In the top panel is a representative histophathology of a vessel with severe neointimal formation represented below by a diagrammatic illustration. The histopathology shows a single endothelial layer and an eccentric neointima (pale pink) that contains cells that have markers of inflammatory cells and others that stain with markers of smooth muscle but appear poorly differentiated. The medial muscular layer is expanded and there is an abundant adventitial layer. This vessel is decorated with complement and autoantibodies, infiltrated by neutrophils in the lumen attacking the vessel wall and other inflammatory cells binding to the endothelium and infiltrating. The neointima is comprised of pale cells and matrix and infiltrating T and B cells and in the adventitia there are dendritic cells, macrophages and mast cells and in the periadventitial space tertiary lymphoid follicles characterized by T cells, B cells and plamacytoid dendritic cells (APC).

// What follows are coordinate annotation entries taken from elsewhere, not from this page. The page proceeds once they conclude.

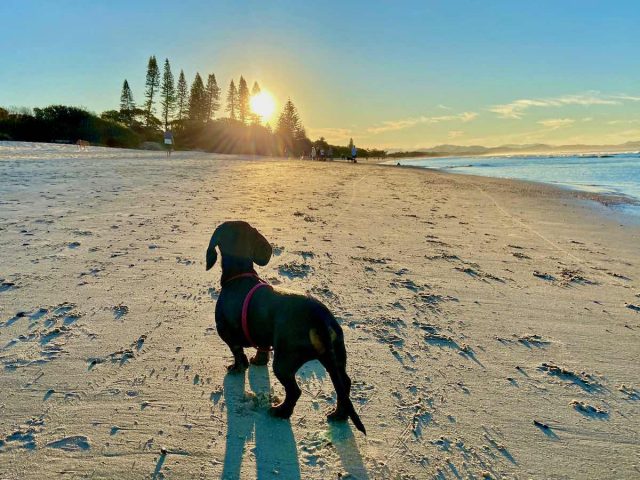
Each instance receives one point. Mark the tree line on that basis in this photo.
(192, 112)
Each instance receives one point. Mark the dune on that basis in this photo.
(492, 326)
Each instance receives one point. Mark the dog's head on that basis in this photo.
(239, 239)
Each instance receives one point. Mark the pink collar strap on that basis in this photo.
(245, 311)
(241, 275)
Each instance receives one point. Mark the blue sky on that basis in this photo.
(404, 74)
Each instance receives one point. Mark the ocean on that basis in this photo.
(602, 173)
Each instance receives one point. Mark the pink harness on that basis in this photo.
(245, 308)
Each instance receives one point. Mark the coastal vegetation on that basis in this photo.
(192, 113)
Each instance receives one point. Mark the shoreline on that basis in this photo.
(608, 199)
(472, 308)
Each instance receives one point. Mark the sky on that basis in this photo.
(392, 74)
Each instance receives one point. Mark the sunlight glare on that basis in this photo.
(263, 104)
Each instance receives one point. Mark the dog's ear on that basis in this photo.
(261, 249)
(212, 255)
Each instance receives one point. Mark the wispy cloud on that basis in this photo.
(331, 134)
(557, 122)
(393, 125)
(623, 122)
(517, 108)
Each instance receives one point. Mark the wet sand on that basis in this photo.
(492, 326)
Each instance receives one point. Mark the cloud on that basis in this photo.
(517, 108)
(622, 122)
(554, 123)
(332, 134)
(393, 125)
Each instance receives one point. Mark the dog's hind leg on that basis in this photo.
(240, 361)
(260, 358)
(335, 363)
(285, 367)
(336, 367)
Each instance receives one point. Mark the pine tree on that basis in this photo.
(290, 130)
(232, 101)
(127, 106)
(243, 100)
(213, 96)
(197, 100)
(255, 90)
(289, 124)
(167, 94)
(152, 83)
(182, 96)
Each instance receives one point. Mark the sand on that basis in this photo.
(492, 327)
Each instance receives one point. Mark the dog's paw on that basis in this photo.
(280, 411)
(236, 368)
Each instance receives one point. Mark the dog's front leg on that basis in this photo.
(240, 361)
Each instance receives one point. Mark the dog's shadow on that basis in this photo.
(275, 447)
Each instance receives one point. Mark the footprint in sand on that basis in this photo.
(77, 443)
(119, 311)
(293, 270)
(588, 410)
(5, 285)
(583, 380)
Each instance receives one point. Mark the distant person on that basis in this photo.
(168, 141)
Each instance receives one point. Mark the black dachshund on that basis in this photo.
(250, 313)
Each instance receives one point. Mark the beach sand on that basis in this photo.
(492, 327)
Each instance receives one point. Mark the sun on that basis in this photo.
(263, 104)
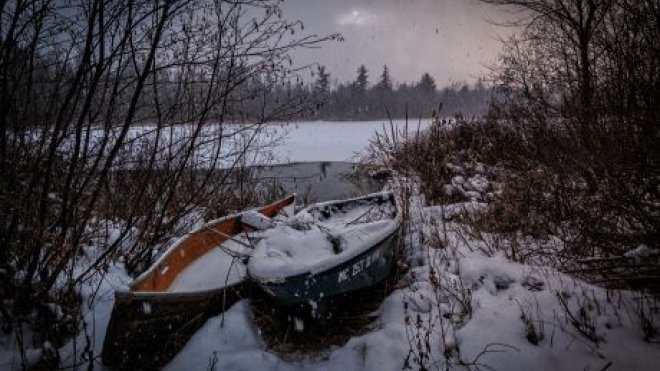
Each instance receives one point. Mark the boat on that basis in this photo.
(326, 250)
(165, 305)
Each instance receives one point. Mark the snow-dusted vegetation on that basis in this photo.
(526, 238)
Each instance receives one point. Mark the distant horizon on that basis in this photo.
(453, 40)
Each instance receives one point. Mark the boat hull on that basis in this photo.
(310, 289)
(149, 324)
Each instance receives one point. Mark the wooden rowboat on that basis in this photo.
(149, 323)
(354, 249)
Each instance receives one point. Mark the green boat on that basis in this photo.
(328, 249)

Figure 2. Distinct roles for reparative and dysregulated immunity following vascular injury

A variety of stimuli can be injurious to pulmonary arterioles; a health-promoting immune response will resolve inflammation after the stimuli has been contained and eliminated. With normal reparative immunity, inflammation is prevented from becoming inappropriately-exuberant and prolonged by the regulatory activity of NK cells and Tregs. In processes not well understood, adaptive immune responses (T cells, B cells) driven by antigen-specific signals coordinate with evolutionarily-ancient innate immune responses (NK cells, macrophages) to dampen immunity once the ‘danger' of the vascular injury has passed. This process may involve the skewing of immune responses with anti-inflammatory molecules, such as IL-10 and HO-1, and the induction of BMPR2; the result is the restoration of vascular health. However, when there is a genetic or acquired predisposition to immune dysregulation, or if the vascular injury itself drives a poorly regulated response (e.g., schistosomiasis infection), vascular injury is not quickly resolved. A useful oversimplification of this situation divides the dysregulated response into two subtypes: TH1/TH17 and TH2 immunity. In the TH1/TH17-skewed response, the arteriole may be invaded by mononuclear cells, including cytotoxic T cells, autoreactive B cells, autoantibodies, mast cells, and activated macrophages expressing GM-CSFR, iNOS and LTB4. Injurious cytokines liberated in this milieu include TNF-α, IL-1 and IL-6. Additionally, adventitial fibroblasts may play a unique role in skewing and maintaining dysregulated immunity. In TH2-driven responses, there are unique inflammatory patterns. TGF-β-mediated immunity, linked closely with enhanced IL-4 and IL-13 activity, drive a destructive eosinophil and mast cell-rich perivascular infiltrate. IL-6 can be vasoprotective in this setting in contrast to the TH1/TH17-skewed response, where it is likely harmful. With unmitigated immune dysregulation, inflammation is not resolved in a health-promoting manner, and pulmonary vascular disease ensues.